October 19, 2021
WASHINGTON – Today, the National Consumer Law Center (NCLC), on behalf of its low-income clients, the Center for Responsible Lending (CRL), and the National Fair Housing Alliance released their comment letter to the Federal Deposit Insurance Corporation (FDIC), Office of the Comptroller of the Currency (OCC), and Federal Reserve Board (FRB) on the regulators’ “Proposed Interagency Guidance on Third-Party Relationships: Risk Management.” The comments noted that the guidance is silent about rent-a-bank lending, whereby a bank rents out its charter to a financial company that is not a bank “to enable attempted avoidance of state consumer protection laws, in particular interest rate and fee caps, or state oversight through licensing regimes.” The groups criticized this glaring omission given the rise of rent-a-bank lending and Congress’s recent action in passing bipartisan legislation nixing an OCC rule that encouraged rent-a-bank arrangements. The groups’ comment letter is linked here.

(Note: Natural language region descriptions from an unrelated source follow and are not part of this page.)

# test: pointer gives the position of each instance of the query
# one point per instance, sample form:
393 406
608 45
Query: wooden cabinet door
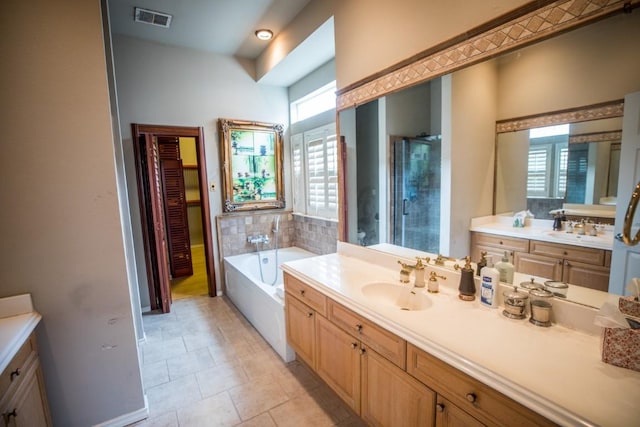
338 361
301 330
390 397
28 407
589 276
538 265
175 207
449 415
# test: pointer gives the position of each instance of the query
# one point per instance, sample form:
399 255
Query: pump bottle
489 282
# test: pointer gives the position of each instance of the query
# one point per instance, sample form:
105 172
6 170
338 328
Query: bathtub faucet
260 238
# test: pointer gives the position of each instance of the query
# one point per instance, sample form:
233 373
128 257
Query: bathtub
261 303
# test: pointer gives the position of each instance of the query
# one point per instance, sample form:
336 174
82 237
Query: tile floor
205 365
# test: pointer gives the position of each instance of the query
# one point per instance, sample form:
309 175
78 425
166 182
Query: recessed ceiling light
264 34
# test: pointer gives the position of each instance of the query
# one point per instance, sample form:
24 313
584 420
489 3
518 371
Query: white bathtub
259 301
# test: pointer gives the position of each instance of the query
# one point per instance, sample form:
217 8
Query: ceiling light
264 34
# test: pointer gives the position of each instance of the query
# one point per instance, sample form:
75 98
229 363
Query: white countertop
554 371
541 230
17 321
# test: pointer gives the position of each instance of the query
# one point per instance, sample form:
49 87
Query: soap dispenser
506 269
467 286
482 263
433 285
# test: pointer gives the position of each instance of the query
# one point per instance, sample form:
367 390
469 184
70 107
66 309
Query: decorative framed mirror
251 157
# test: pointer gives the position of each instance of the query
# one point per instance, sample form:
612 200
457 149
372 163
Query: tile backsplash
313 234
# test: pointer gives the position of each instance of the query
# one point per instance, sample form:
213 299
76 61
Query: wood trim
535 21
603 110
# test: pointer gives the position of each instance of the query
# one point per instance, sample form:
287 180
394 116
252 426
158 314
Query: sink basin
397 296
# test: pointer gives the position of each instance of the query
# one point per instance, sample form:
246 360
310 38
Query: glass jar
541 304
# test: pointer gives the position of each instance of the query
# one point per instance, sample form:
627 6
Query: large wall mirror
425 124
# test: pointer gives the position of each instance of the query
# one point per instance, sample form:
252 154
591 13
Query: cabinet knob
7 416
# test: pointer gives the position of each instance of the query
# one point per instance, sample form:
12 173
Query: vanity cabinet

“Federal bank regulators should make crystal clear that banks may not facilitate non-bank’s end-run around state consumer lending laws. Bank regulators must put an end to ongoing rent-a-bank schemes,” said National Consumer Law Center Associate Director Lauren Saunders.
“This guidance was proposed to support banks in reducing risk, but, as written, it could increase risk. If, in its final version, the guidance remains silent on rent-a-bank schemes, it could encourage this predatory practice – which threatens to harm both consumers and banks,” said Center for Responsible Lending Senior Policy Counsel Rebecca Borné.
“If it remains silent on harmful bank partnerships, this guidance could not only abdicate its responsibility, but also subvert consumer protections at the state and federal levels. This would echo the failures of federal regulators in the runup to the 2008 Financial Crisis which was largely driven by product risks,” said National Fair Housing Alliance Chief Tech Equity Officer Michael Akinwumi.
The groups’ letter states, in part:
“There are many legitimate purposes of bank partnerships with third parties, but assisting a third party in the violation or evasion of state laws is not one of them . . . . The core of our concerns with rent-a-bank schemes is that they facilitate predatory, unaffordable credit. Rent-a-bank relationships are especially risky to banks and harmful to consumers when they enable lending above the Military Lending Act’s (MLA) fee-inclusive 36% interest rate cap (MLA 36% APR). Lending above those rates violates the laws of a significant number of states and poses a number of other risks, including greater risk of (i) violating the MLA itself; (ii) predatory lending, consequent harms, and violation of other prohibitions against unfair, deceptive or abusive practices, including debt collection abuses associated with unaffordable loans; (iii) fair lending issues; (iv) litigation risk and risk that the scheme may be found unlawful, with the bank potentially responsible for conspiring to assist an attempted evasion of usury laws, given the greater disparity between permissible state interest rate limits and the loans made through the scheme; and (v) reputation risk when a bank attempts to enable a third party to offer a product it would not offer directly to its own customers and that is illegal across the country, often using underwriting guidelines it would not approve for its own customers.”
The letter, more broadly, highlights the harms and risks that high-cost lending through rent-a-bank schemes cause consumers and urges the FDIC to stop the schemes that six FDIC-supervised banks are currently engaged in on the FDIC’s watch.